Director: DANIÈLE THOMPSON

FRANCE • 2006 • SUBTITLED • COLOUR • ANAMORPHIC • DOLBY STEREO SR • 105 MIN


IT’S NOT JUST RICK AND ILSA FROM CASABLANCA WHO’LL ‘ALWAYS HAVE PARIS’, FOR CINEASTES AND DIEHARD ROMANTICS THE FRENCH CAPITAL CONTINUES TO CAST AN UNDIMMED SPELL.
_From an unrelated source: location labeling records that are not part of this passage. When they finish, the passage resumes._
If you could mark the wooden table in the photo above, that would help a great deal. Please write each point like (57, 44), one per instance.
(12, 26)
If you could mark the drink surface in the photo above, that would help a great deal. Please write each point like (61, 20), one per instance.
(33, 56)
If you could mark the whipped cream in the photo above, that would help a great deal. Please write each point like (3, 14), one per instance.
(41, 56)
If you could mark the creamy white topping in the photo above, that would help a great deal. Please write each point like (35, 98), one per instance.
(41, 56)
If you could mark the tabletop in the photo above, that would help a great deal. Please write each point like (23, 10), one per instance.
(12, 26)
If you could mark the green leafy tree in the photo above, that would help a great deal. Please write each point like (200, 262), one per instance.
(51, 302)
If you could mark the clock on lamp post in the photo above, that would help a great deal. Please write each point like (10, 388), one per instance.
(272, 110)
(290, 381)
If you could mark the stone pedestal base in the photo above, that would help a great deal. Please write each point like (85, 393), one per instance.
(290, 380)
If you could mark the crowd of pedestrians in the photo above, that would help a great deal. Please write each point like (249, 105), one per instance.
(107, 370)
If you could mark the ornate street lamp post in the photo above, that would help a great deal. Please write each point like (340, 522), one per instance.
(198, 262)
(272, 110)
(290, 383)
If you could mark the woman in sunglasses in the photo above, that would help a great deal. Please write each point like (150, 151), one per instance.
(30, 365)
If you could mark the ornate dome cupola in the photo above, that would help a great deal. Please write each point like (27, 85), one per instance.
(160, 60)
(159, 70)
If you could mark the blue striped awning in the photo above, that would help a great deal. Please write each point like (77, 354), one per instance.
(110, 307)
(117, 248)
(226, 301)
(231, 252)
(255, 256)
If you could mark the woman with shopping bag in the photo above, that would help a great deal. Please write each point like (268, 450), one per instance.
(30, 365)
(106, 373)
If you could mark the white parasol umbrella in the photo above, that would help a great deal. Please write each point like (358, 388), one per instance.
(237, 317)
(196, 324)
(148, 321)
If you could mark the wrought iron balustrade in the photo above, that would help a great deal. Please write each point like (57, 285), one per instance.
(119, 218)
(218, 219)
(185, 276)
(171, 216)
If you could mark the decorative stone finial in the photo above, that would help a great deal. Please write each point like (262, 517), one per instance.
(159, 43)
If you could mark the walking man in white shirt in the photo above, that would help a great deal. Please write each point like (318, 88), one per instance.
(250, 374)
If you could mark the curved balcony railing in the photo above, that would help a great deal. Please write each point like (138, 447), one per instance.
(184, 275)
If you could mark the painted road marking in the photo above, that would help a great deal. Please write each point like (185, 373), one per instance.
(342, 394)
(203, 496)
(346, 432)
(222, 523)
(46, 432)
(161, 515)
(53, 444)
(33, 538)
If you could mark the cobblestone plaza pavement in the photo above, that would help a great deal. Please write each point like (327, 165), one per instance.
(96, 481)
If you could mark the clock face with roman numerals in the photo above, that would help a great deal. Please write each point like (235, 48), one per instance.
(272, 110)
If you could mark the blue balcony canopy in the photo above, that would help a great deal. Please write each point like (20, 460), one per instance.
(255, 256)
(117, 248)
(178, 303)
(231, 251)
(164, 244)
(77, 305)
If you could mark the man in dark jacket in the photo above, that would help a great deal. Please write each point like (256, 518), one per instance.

This is certainly evident in the latest directorial credit for esteemed screenwriter Daniele Thompson (La Reine Margot), which weaves a charmingly upbeat ensemble comedy-drama in and around the city’s classiest arondissement. Just in from the provinces, Cecile de France’s perky protagonist lands a waitressing job at the Bar du Theâtre on the swish Avenue Montaigne, whose (real-life) proximity to a theatre, a concert hall and a major auction house soon sees her mixing with actors (Valerie Lemercier’s TV soap star seeking credibility in Feydeau), musicians (Albert Dupontel’s disenchanted concert pianist) and art-collectors (cabbie-made-good Claude Brasseur about to sell the modern collection which has defined his success). Grudgingly, one would have to admit that the catalogue of complications which ensue is stuffed with old chestnuts about being true to yourself and living for the moment, yet there’s no heavy-duty aspirations to profundity here, just a neatly-turned upscale entertainment in the old-school manner. Thompson never overdoes the syrup, nor does she indulge in Amelie’s confected visual cuteness. Instead, she lays out an assured, multi-stranded storyline with plenty of opportunities for her super cast to run through their paces. Brasseur, once part of the trio in Jean-Luc Godard’s Bande à part (Band of Outsiders), exudes a scuffed charisma, while Lemercier’s howlingly awful lunch/audition with passing Hollywood luminary Sydney Pollack is a standout comic setpiece. Sit back, relax, and enjoy.—Trevor Johnston.